I’m going back to my college days for this the first part of this essay. What I want to discuss is the different modes of learning. This will probably come as no surprise to most of you: Different people learn through different means.
Some learn by listening. Remember people who just sat in class and absorbed the entire lecture ? They learnt by listening. Then there are those who learn by writing. They take notes. Some people learn by reading. They just sleep in all the clases, then go home, read the text book and ace the exam. Some learn by talking. They need to discuess the topic with someone else to clarify their thinking. Finally, we all know that student who could write great programs on the computer, but could barely follow what was going on in class. They learnt by doing.
These five categories represent the different modes of learning. [These are actually a combination of modes. For more on the theory, check out these links - 1, 2, 3]. They are not mutually exclusive. Some people can learn in multiple ways, but most people have one dominant mode of learning and other minor modes of learning.
Think back to your college batch, and you would find a few classmates who fit each of the above categories. The college environment is designed to present multiple methods of learning. You can either listen to the lecturer, try out excercises, attend lab sessions, talk to your classmates about a topic, or read the textbook.

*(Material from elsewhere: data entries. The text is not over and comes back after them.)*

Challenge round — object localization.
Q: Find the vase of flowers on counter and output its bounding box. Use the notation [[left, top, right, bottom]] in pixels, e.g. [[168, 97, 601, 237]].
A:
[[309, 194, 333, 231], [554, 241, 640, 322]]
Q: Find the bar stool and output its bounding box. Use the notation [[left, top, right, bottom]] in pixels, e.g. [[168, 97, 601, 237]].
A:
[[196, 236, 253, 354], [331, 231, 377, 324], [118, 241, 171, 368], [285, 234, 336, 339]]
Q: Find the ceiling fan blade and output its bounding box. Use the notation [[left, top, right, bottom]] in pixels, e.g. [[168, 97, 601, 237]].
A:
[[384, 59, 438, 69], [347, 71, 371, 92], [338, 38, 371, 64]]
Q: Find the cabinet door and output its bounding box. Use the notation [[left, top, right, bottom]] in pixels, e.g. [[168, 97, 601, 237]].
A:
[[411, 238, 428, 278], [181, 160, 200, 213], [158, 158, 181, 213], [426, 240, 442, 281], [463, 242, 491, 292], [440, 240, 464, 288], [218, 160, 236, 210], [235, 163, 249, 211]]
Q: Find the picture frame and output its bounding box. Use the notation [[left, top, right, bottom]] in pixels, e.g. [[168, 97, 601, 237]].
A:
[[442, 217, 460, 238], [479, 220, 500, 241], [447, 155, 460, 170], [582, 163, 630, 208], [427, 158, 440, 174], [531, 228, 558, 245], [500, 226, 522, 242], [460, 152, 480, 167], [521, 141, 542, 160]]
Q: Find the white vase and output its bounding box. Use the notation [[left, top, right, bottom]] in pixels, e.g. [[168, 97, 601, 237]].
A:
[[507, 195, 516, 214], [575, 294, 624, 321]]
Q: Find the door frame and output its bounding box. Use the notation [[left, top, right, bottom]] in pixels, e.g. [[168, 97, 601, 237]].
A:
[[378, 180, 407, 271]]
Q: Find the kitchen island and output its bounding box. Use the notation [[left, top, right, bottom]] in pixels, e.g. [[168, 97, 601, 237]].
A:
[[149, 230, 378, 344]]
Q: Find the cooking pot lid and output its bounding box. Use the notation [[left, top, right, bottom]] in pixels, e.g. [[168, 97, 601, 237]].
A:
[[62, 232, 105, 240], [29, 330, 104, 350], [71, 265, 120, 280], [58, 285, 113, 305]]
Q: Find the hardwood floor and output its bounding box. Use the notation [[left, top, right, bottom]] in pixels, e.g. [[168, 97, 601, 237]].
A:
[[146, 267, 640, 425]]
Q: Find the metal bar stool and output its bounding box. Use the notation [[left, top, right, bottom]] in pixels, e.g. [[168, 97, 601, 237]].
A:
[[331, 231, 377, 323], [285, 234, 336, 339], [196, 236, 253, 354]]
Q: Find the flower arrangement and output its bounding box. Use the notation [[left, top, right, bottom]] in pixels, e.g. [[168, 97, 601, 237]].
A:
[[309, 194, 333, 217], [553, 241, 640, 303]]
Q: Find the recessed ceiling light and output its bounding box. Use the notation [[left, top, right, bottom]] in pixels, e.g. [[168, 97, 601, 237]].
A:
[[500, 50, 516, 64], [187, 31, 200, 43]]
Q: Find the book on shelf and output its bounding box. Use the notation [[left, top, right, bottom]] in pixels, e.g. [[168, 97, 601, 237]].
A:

Now, someone is going to point out that (in most of India at least) lecturers are often recent college graduates who couldn’t get any other job, that the textbooks are written to maximise your exam score rather than teach anything, most students take down notes verbatim without any understanding and the labs are underfunded relics. This is a topic for another day. For now, lets just assume that they support all methods of learning.
Let’s get back to the present now.
Scenario I: Your company has a training programme under which they have called someone to give a seminar on Design Patterns. You’re a Project Manager. Madhav, a member of your team, will be doing some design work soon, so you send him over to attend the seminar. The only problem is that Madhav learns by reading, not listening. Not surprisingly the seminar is extremely boring for him and he sleeps through it.
Scenario II: You are working on a new project and have just recieved a thick list of requirements. You pass the requirements to Priyanka, the lead programmer, and ask her to take a look. The problem is, Priyanka learns by talking, not by reading. The next day, the coversation goes like this:
You: So did you have a look at the requirements I passed you?
Priyanka: I had a look, but they look complicated. Can we have a meeting to discuss them?
You: I’m busy right now. I’ll be back in two days to check on your progress.
2 days later…
You: So how are the requirements? I need to give an estimate for the completion date this evening.
Priyanka: I’m not sure I understand it. Can we discuss it?
You: You still don’t understand it? I gave you two extra days. What more do you want? Meetings are just a waste of time. Can’t you just read it and give me an estimate? I need to give an estimate today.
Meanwhile, Scott Adams is drawing you in the next Dilbert strip.
Most managers don’t really understand the modes of learning of their team members. If Priyanka learns by talking, the manager should know it and let her talk about the requirements. Forcing her to read the requirements will go nowhere. Similarly if Ramesh likes to read, his manager should pass his some reading material before he attends the seminar. The primary responsibility of a manager is to enable his or her team members to do their work as best they can, and knowing their learning modes can help with this.
Companies also like to talk about how employee oriented they are, and about their professional development policies, but in most cases this just means that they shove their employees through a couple of seminars a year, just because they have to.
Real professional development is a lot more than just sending everyone to a few seminars. Companies need to take a hint from colleges where most of the real learning takes place. They need a good library where the readers can hang out. They need cool co-workers so that the talkers can talk with each other and learn. They need ad-hoc groups of people who learn by doing to get together and do side projects. They need to create internal blogs so that the writers can write stuff, and of course, the good old seminars for the listeners to attend.
Any comments? How is it at the companies you work (or worked) at?